She said in a telephone interview on Sunday that her husband was relieved he lived long enough to try to make amends for years of racial hatred.
Mr. Wilson came to our collective attention in 2009, when he began a difficult journey of forgiveness. He first told his story to the Rock Hill newspaper, went in person to meet many of his neighbors, traveled to Capitol Hill to apologize to the Congressman and then went on Oprah to tell his story. The Oprah show was part of her tribute to the Freedom Riders, more on that here.
Mr. Wilson’s chief concern was his meeting with G-d upon his death. While I’m surely no authority, I can imagine he was welcomed with open arms.

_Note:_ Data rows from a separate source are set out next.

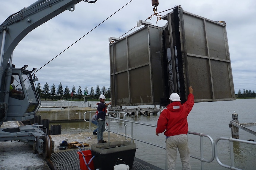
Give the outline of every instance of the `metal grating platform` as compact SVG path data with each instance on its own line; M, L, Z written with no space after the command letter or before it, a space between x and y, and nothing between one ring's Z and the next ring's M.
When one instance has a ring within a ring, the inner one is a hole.
M89 150L89 148L86 148L83 150ZM80 170L79 155L77 153L78 150L73 150L53 153L50 159L58 170ZM153 169L135 160L132 168L130 169L156 170L157 169Z

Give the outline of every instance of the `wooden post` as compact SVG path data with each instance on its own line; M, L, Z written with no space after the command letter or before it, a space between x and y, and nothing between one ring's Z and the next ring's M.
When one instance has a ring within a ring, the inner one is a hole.
M238 120L238 115L236 113L232 114L232 121L237 123L239 123ZM234 126L232 125L231 128L231 135L232 137L235 139L239 139L239 128Z

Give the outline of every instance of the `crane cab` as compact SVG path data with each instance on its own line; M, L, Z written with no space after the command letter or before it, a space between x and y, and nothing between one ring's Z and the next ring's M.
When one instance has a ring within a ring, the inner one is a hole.
M5 90L9 91L5 94L8 96L8 101L4 101L8 103L8 109L5 114L0 114L2 123L3 122L22 121L34 118L40 103L35 88L35 82L37 78L32 76L32 72L19 68L12 68L11 70L11 83L9 85L10 77L5 76L5 88L10 89Z

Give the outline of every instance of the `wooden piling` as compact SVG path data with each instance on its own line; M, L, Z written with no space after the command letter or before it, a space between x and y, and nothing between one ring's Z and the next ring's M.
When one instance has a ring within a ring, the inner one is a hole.
M232 114L232 121L237 123L239 123L238 120L238 115L236 113ZM231 135L232 137L235 139L239 139L239 128L232 125L231 128Z

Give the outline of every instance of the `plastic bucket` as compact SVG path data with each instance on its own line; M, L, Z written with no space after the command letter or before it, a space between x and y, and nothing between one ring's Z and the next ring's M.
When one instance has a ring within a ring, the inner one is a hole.
M130 167L128 165L119 164L114 167L114 170L129 170Z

All I can say is that it has bothered me for years, all the bad stuff I’ve done,” Wilson told the Associated Press in 2009. “And I found out there is no way I could be saved and get to heaven and still not like blacks.”
“My daddy always told me that a fool never changes his mind, and a smart man changes his mind. And that’s what I’ve done, and I’m not ashamed of it. I feel like I’m apologizing to the world right now,” Wilson told CNN’s Don Lemon in 2009.
The fast facts here.
A moving NPR clip here.
Congressman John Lewis on Mr. Wilson’s passing.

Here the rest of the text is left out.